Cyberoam, a leading global provider of network security appliances has introduced a unique capability – User Threat Quotient (UTQ) – to help IT security managers identify users posing security risks with ease.
With UTQ, Cyberoam extends its own innovation of Layer-8 technology and turns over a new leaf in user-identity focused security. Available on Cyberoam’s Next-Generation Firewall and UTM appliances, UTQ harnesses information derived out of user’s web traffic to determine risky users that pose security and /or legal risks.
Studies have proved that users are the weakest link in the security chain and patterns of human behaviour can be used to predict and prevent attacks.
“Enterprise networks generate lots of data with ample clues into user-triggered events, but the information remains incomprehensible and correlating data from various logs and reports takes time and special skills, and is subject to the risk of human oversight,” says Abhilash Sonwane, senior vice-president Products and Technology, Cyberoam.
Given this scenario, a security manager wishing for a science fiction-like capability to pre-empt and mitigate threats shouldn’t come as a surprise. The ongoing paradigm shift towards pre-emptive security shares some signs of such capabilities.
Many organisations and security managers are leveraging big data analytics tools to capture early signs of specific user actions or network event patterns that may hint at a possible ongoing attack or anomaly.
Commenting further, Sonwane adds, “Most security teams struggle with timely detection of risk-prone user behaviour since they remain devoid of required actionable security data. User Threat Quotient (UTQ) from Cyberoam effortlessly profiles suspicious web behaviour of network users, helping security teams with actionable inputs and relieving them from having to go through a labyrinth of massive logs.”
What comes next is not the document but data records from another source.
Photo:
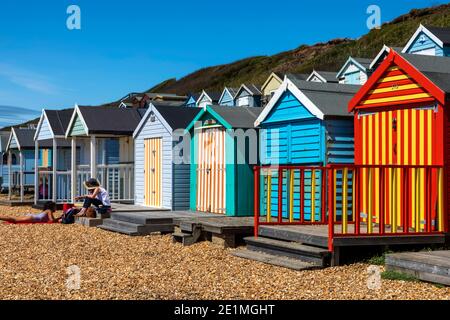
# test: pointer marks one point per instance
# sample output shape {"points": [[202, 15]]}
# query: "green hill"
{"points": [[322, 56]]}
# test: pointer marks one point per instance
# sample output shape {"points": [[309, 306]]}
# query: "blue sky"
{"points": [[131, 45]]}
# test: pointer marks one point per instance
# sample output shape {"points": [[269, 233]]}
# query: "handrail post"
{"points": [[280, 195], [357, 193], [330, 208], [382, 201], [256, 172]]}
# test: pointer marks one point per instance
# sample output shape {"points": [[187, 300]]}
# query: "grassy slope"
{"points": [[322, 56]]}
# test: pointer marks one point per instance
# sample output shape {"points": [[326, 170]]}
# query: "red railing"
{"points": [[353, 200]]}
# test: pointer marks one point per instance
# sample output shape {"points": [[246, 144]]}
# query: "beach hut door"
{"points": [[211, 171], [152, 174]]}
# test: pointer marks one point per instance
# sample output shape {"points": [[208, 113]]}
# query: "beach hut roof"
{"points": [[107, 120], [172, 115]]}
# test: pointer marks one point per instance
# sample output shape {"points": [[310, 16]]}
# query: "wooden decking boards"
{"points": [[431, 266]]}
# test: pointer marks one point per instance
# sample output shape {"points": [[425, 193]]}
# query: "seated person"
{"points": [[44, 217], [97, 197]]}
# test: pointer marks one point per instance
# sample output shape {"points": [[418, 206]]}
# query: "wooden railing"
{"points": [[353, 200], [63, 183]]}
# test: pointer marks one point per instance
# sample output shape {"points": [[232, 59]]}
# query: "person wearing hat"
{"points": [[98, 197]]}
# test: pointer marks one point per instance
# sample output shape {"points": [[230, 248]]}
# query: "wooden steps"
{"points": [[137, 224], [431, 266], [290, 247], [227, 232], [315, 255]]}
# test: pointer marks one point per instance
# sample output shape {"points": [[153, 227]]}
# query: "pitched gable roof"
{"points": [[321, 99], [108, 120], [431, 73], [439, 35], [324, 76], [362, 63]]}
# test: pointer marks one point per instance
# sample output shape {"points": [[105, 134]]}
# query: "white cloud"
{"points": [[15, 115]]}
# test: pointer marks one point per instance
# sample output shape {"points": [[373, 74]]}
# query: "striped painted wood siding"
{"points": [[423, 44], [153, 170], [13, 144], [399, 136], [291, 135], [211, 169], [411, 143], [154, 130]]}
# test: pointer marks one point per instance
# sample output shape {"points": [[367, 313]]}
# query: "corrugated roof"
{"points": [[331, 98], [25, 138], [110, 120], [238, 117], [3, 141], [178, 117], [364, 62], [442, 33], [297, 76], [329, 76], [59, 120], [254, 90], [215, 96]]}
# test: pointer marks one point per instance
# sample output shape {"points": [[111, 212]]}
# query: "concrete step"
{"points": [[128, 232], [294, 250], [140, 218], [138, 228], [433, 266], [275, 260], [186, 239]]}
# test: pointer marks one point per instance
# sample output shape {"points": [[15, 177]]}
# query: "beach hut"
{"points": [[272, 83], [428, 40], [162, 169], [208, 98], [306, 124], [53, 173], [355, 71], [223, 152], [248, 95], [227, 97], [103, 138], [401, 125], [3, 160], [323, 76], [21, 164]]}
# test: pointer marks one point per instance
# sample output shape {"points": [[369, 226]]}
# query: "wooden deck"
{"points": [[318, 235], [426, 266]]}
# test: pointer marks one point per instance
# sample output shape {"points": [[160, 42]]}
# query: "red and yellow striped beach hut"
{"points": [[402, 137]]}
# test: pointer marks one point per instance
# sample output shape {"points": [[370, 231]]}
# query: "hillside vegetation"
{"points": [[322, 56]]}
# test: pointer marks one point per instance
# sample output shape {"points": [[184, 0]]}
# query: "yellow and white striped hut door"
{"points": [[153, 172]]}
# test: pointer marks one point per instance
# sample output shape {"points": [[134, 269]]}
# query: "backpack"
{"points": [[68, 216]]}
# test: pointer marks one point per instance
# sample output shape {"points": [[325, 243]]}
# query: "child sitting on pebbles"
{"points": [[97, 197], [44, 217]]}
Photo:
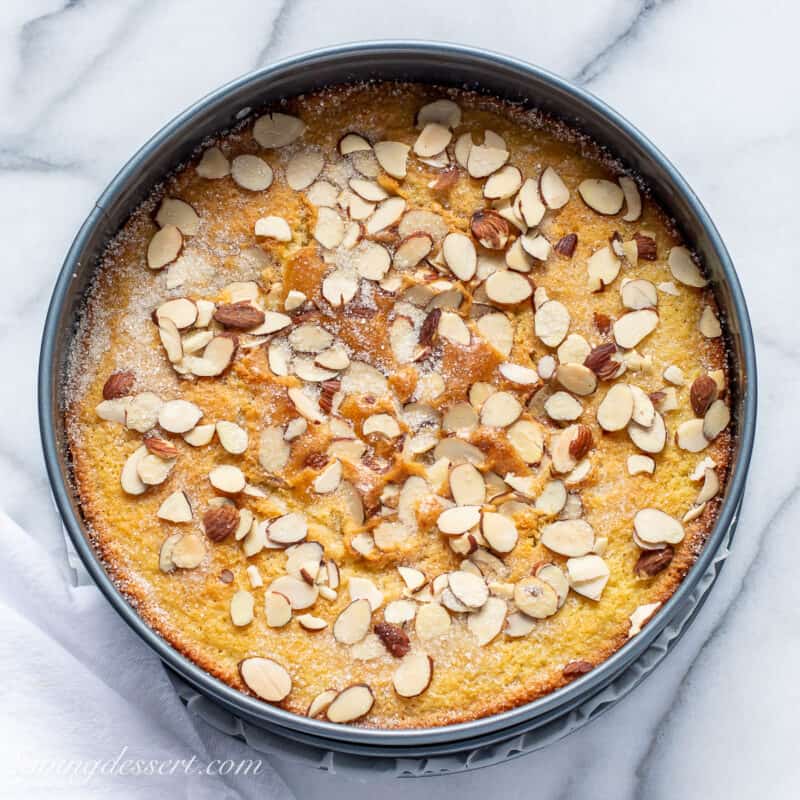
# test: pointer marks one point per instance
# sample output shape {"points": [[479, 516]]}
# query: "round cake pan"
{"points": [[432, 63]]}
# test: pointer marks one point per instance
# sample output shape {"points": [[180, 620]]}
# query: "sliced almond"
{"points": [[468, 589], [497, 329], [353, 624], [655, 527], [716, 419], [179, 416], [251, 173], [553, 189], [227, 479], [241, 608], [499, 531], [351, 704], [639, 294], [690, 436], [601, 195], [483, 160], [500, 410], [551, 323], [266, 678], [650, 438], [535, 598], [529, 202], [616, 408], [504, 183], [459, 254], [164, 247], [458, 520], [386, 214], [213, 165], [684, 269], [634, 326], [414, 674], [573, 537]]}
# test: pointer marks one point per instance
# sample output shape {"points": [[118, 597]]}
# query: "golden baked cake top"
{"points": [[399, 406]]}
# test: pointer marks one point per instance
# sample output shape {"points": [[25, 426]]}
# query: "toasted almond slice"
{"points": [[573, 537], [519, 625], [690, 436], [329, 479], [616, 408], [400, 611], [454, 329], [603, 267], [392, 156], [386, 214], [576, 378], [432, 140], [213, 165], [265, 678], [633, 200], [536, 246], [232, 437], [164, 247], [241, 608], [251, 173], [651, 438], [499, 531], [130, 479], [179, 416], [497, 329], [487, 623], [551, 323], [181, 311], [535, 598], [299, 593], [527, 438], [351, 704], [459, 254], [353, 624], [655, 527], [507, 288], [467, 485], [639, 294], [588, 575], [458, 520], [602, 196], [274, 228], [288, 529], [500, 410], [311, 623], [227, 479], [470, 590], [634, 326], [200, 435], [530, 204], [554, 576], [716, 419], [216, 357], [504, 183], [414, 674], [553, 189], [684, 269], [483, 160], [175, 508], [516, 373], [173, 211]]}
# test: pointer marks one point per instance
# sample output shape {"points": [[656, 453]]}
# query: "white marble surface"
{"points": [[713, 83]]}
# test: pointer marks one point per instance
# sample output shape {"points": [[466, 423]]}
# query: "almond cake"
{"points": [[399, 406]]}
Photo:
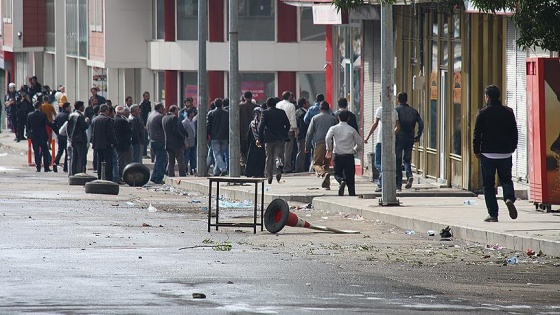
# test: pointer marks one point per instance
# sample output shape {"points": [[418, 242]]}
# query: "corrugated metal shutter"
{"points": [[516, 97]]}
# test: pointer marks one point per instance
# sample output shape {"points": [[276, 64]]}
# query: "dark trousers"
{"points": [[40, 148], [62, 143], [179, 156], [403, 150], [79, 157], [105, 155], [489, 168], [345, 170]]}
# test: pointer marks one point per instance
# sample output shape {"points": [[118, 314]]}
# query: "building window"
{"points": [[50, 32], [76, 28], [7, 11], [262, 85], [256, 20], [189, 84], [159, 28], [187, 19], [307, 30], [96, 15]]}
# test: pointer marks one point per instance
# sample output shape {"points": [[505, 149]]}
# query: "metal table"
{"points": [[235, 180]]}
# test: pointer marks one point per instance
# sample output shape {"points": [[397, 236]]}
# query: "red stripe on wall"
{"points": [[286, 23]]}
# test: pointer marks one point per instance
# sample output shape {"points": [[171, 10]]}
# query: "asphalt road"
{"points": [[66, 252]]}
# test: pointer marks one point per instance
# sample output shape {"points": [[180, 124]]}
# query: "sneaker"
{"points": [[327, 181], [409, 183], [512, 210], [491, 219], [341, 188]]}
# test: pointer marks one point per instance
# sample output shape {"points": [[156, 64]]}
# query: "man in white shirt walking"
{"points": [[342, 142], [286, 105]]}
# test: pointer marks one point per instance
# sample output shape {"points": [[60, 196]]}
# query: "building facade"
{"points": [[127, 47]]}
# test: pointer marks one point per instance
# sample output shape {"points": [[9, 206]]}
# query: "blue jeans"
{"points": [[137, 153], [158, 149], [378, 163], [489, 168], [403, 149], [219, 148]]}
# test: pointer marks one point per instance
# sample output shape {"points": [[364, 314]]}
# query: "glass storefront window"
{"points": [[262, 85], [159, 28], [189, 86], [187, 19], [307, 30], [311, 84], [256, 20]]}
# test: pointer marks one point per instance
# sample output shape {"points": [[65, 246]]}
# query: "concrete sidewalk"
{"points": [[424, 207]]}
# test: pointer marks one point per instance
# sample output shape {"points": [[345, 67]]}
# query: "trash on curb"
{"points": [[446, 233], [513, 260]]}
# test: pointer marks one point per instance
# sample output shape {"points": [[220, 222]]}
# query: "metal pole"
{"points": [[234, 140], [388, 158], [202, 140]]}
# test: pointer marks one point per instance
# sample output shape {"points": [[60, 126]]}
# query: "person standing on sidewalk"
{"points": [[376, 123], [157, 143], [342, 142], [37, 122], [408, 118], [273, 132], [494, 141], [59, 121], [287, 106], [316, 134]]}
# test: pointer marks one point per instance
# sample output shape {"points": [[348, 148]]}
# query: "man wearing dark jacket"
{"points": [[123, 132], [60, 119], [36, 127], [495, 140], [273, 132], [174, 142], [217, 126], [78, 125], [103, 141]]}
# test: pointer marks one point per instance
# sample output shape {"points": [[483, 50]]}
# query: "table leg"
{"points": [[217, 203], [209, 204]]}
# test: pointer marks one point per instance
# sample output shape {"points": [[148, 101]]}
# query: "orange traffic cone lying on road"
{"points": [[278, 215]]}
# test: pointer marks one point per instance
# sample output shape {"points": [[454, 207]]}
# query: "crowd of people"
{"points": [[279, 136]]}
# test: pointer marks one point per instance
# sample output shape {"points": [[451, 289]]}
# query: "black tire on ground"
{"points": [[80, 179], [276, 215], [104, 187], [136, 174]]}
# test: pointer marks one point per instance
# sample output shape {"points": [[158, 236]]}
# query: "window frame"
{"points": [[96, 16]]}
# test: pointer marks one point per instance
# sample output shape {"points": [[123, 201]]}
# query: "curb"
{"points": [[514, 242]]}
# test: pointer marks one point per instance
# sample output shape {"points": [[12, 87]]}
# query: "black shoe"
{"points": [[279, 171], [409, 183], [512, 210], [341, 188], [327, 181], [491, 219]]}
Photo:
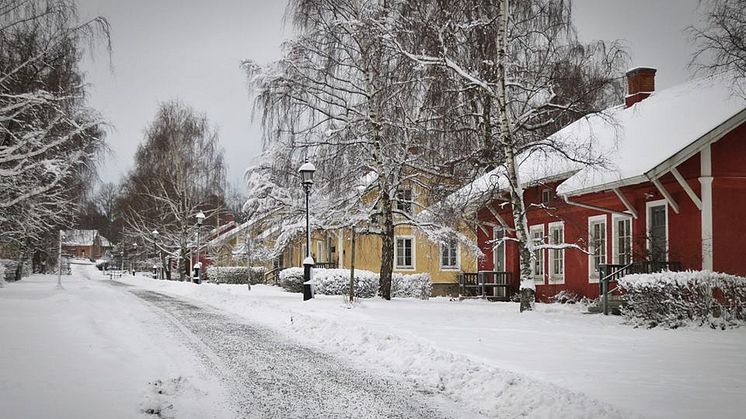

The User Threat Quotient (UTQ) studies the web behaviour of users by analysing massive data of allowed and denied web traffic for web categories like IP Address, P2P, Phishing and Fraud, Porn, Spam URL, Spyware, URL
Translation Sites and more that pose security and legal risks.
The User Threat Quotient helps CSOs / IT security managers by:
* Spotting risky users based on their web behaviour at a glance without manual efforts;
* Removing complexity in analysing terabytes of logs to identify suspicious or risk-prone user behaviour;
* Eliminating the need for SMBs to invest in separate SIEM tools to spot risky users;
*Enabling investigation into the spread of risk within the network; and
* Facilitating corrective actions to fine-tune user policies.
Winds of change in IT and network security clearly indicate a growing need to focus on internal threats or risks from users. As a result, many CXOs now identify analytics and actionable security as a key investment area besides cloud, virtualisation and mobility, to leverage security analysis that enable faster decision making.
Extending its own innovation of Layer-8 identity-security with UTQ, Cyberoam continues to bridge the gaps where many security paradigms fall short in combating insider threats and user-triggered risks.